Quali sono i sintomi della fibrillazione atriale? Scopriamo più da vicino questa malattia, le sue manifestazioni e in che modo può influenzare la vita di una persona che ne soffre.

persona disegna cuore

Sintomi della fibrillazione atriale

I sintomi della fibrillazione atriale coinvolgono tutto l’organismo. In alcuni casi il disturbo cardiaco è asintomatico ed i pazienti non si rendono conto di soffrire di questa particolare condizione fino a che non interviene un episodio acuto grave o la fibrillazione atriale non viene diagnosticata dal medico durante un esame obiettivo.  La sintomatologia più frequente è la seguente

  • palpitazioni (la sensazione del cuore in gola, N.d.R.)
  • battito cardiaco irregolare,
  • svenimento,
  • debolezza,
  • confusione,
  • stordimento,
  • dolore al torace,
  • difficoltà a camminare,
  • risveglio improvviso,
  • ansia,
  • difficoltà a respirare.

Di solito la prima sensazione che si prova è quella di stanchezza e confusione. Il cuore, non battendo in modo regolare, non riesce ad ossigenare l’intero organismo con tutte le problematiche che ne conseguono.
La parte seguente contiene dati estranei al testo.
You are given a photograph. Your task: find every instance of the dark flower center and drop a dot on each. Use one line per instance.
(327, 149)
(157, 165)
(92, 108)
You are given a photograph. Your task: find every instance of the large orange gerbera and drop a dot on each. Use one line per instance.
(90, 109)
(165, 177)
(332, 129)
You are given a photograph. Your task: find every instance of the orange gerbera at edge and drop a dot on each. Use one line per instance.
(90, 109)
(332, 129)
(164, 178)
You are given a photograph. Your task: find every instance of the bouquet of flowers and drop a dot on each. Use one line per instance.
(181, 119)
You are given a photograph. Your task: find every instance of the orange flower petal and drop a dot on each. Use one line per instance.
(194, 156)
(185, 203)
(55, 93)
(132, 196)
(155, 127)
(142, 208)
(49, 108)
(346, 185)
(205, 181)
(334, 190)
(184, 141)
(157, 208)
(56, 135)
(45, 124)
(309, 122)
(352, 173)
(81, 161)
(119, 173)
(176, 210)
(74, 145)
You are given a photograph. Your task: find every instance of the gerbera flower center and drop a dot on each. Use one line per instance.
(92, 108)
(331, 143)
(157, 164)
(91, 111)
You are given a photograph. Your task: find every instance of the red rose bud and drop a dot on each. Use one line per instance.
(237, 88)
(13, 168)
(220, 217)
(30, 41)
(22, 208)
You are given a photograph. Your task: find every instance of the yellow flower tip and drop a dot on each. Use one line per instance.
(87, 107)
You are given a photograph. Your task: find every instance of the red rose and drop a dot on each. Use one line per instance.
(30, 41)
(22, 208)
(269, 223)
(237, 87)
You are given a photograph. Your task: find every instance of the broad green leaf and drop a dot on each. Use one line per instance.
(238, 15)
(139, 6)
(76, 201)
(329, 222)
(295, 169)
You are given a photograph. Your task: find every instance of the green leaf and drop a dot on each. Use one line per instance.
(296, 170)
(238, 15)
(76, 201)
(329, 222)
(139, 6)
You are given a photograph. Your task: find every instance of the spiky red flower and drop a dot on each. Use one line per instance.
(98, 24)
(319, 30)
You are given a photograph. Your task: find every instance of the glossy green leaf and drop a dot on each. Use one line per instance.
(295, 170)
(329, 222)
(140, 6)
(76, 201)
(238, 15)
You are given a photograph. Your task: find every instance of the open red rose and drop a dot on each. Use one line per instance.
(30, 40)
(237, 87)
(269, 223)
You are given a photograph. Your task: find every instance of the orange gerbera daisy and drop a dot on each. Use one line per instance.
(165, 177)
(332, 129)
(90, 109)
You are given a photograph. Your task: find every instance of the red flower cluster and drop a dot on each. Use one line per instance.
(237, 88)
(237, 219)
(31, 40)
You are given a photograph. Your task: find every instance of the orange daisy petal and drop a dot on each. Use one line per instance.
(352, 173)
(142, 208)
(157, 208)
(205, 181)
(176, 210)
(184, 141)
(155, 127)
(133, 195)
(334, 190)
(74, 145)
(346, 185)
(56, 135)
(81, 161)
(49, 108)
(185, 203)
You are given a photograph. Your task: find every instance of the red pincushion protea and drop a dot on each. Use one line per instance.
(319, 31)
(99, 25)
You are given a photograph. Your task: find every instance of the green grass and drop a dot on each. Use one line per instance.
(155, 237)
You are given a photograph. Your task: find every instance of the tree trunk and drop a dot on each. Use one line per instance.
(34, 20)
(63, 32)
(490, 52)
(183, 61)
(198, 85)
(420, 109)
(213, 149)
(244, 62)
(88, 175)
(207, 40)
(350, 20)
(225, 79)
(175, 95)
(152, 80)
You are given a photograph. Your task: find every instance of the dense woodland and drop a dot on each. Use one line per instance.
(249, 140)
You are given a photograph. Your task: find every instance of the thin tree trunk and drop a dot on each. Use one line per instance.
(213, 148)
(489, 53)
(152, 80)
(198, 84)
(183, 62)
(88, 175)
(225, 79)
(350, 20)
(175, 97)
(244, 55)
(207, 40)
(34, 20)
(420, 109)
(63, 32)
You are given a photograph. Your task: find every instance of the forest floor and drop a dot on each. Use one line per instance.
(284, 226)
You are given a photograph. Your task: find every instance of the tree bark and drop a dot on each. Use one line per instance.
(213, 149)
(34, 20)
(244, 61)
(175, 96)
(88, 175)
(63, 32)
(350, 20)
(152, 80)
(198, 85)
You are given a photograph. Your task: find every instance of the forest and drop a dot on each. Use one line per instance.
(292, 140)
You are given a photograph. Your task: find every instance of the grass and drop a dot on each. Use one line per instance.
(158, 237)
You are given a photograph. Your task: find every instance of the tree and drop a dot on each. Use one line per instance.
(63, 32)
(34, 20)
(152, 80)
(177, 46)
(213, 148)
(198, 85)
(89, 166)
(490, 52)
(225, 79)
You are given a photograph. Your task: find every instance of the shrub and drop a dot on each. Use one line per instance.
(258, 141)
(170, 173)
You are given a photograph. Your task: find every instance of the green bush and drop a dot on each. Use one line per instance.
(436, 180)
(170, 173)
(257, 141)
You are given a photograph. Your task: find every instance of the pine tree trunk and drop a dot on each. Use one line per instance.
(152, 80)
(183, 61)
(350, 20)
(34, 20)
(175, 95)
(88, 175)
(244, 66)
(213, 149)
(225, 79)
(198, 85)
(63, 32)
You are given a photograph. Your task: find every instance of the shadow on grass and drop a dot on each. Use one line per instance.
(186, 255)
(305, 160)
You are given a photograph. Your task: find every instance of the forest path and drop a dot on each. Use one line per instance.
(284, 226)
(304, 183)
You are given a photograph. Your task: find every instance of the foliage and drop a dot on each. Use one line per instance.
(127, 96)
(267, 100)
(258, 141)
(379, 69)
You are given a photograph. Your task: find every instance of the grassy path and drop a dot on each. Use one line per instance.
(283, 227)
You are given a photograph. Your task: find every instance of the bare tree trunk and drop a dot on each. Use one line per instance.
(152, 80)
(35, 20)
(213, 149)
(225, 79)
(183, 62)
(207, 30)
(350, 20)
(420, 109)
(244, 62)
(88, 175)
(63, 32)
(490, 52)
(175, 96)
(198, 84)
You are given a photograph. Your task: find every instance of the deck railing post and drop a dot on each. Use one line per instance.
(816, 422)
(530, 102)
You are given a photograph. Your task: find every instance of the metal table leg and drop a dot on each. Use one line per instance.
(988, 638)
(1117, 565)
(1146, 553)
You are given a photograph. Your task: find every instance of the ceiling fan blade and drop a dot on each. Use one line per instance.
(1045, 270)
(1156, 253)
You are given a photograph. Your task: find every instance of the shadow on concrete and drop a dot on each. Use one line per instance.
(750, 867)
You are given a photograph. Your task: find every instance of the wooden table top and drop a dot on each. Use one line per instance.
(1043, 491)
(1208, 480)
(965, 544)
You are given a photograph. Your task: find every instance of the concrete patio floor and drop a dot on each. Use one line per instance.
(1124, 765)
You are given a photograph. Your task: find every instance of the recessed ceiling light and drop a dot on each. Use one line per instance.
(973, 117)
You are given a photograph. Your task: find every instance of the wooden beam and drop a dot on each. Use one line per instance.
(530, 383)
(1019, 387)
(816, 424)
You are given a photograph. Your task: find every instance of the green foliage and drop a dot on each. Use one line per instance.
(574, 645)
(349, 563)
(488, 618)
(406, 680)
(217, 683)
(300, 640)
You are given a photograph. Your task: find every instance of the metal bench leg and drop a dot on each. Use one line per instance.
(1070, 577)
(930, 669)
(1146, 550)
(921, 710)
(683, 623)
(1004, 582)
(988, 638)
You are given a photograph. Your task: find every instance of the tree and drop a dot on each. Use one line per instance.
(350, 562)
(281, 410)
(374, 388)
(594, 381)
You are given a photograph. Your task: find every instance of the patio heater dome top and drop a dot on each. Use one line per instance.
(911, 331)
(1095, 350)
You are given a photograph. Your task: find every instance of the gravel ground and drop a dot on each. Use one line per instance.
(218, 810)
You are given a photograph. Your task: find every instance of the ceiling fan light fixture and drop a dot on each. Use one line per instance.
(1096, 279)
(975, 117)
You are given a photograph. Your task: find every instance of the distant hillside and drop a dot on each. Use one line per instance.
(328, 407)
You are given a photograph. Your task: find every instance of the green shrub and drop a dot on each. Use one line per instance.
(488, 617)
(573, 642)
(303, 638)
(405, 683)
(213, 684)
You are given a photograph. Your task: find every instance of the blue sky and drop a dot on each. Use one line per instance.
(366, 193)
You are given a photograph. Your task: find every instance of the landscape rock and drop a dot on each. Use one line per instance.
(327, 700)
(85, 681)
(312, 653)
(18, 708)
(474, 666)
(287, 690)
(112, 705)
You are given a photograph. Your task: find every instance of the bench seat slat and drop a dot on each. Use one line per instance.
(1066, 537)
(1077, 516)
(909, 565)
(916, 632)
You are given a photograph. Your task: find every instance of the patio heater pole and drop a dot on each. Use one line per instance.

Cosa è la fibrillazione atriale

Sotto il nome di fibrillazione atriale è riconosciuto un battito cardiaco irregolare ed accelerato che ha origine dagli atri, o camere cardiache superiori. In questo modo le stesse non riescono a pompare tutto il sangue verso l’esterno in modo corretto, aumentando il rischio della formazione di coaguli ed una generale sensazione di malessere di chi è affetto da questo disturbo.

Conseguenze della fibrillazione atriale

Come anticipato il battito irregolare del muscolo cardiaco non porta solo alla manifestazione dei sintomi sopra citati ma è fattore di rischio per la formazione di coaguli. Se non tenuta sotto controllo la situazione può degenerare in infarto o in ictus, con importanti conseguenze sulla salute della persona.  Per evitare ciò è importante trattare la fibrillazione atriale a seconda della sua gravità e delle necessità del paziente. Si può optare per una terapia farmacologica o in alcuni casi più importanti intervenendo con un’ablazione chirurgica.